Mit dem Wasserturm alleine an Fördermittel zu kommen, sei allerdings "unmöglich". "Unser Ziel ist es, den Turm in ein Gesamtkonzept einzuarbeiten." So wird es dort eine neue Anlegestelle für Dampfer geben.

Der Wasserturm könne so als Startpunkt für eine Genthin-Rundreise fungieren. "Dann brauchen wir dort natürlich Parkmöglichkeiten und Gastronomie", sagt Barz. "Denn wer hier ankommt, will nicht erst noch 15 Minuten laufen, bevor er einen Kaffee trinken kann." Von hier aus könnten dann der Wasserturm, die Innenstadt und der Volkspark als "touristische Achse" erkundet werden.

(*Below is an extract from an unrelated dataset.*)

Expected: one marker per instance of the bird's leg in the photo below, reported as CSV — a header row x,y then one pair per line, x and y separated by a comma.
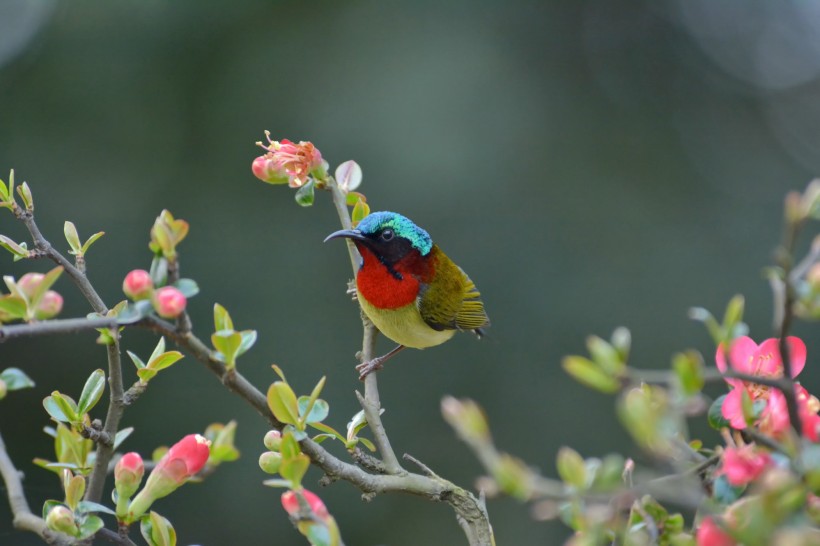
x,y
365,368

Außerdem solle der Turm seinen historischen Charakter behalten. "Man könnte das da oben natürlich komplett verglasen und richtig schick machen, aber dann geht auch viel Charme verloren." Webcams kann sich Barz allerdings gut auf dem Turm vorstellen. "Die übertragen dann den Blick über Genthin direkt auf die Internetseite."

Was mit den Räumlichkeiten im Turm passiert und ob mit oder ohne Wassertank saniert wird, sei noch zu klären. Wie die Geschichte des Genthiner Wasserturms weitergeht, bleibt also offen. Dass sie weitergeht, steht für Barz aber fest: "Wir werden gemeinsam mit dem Land eine Lösung finden."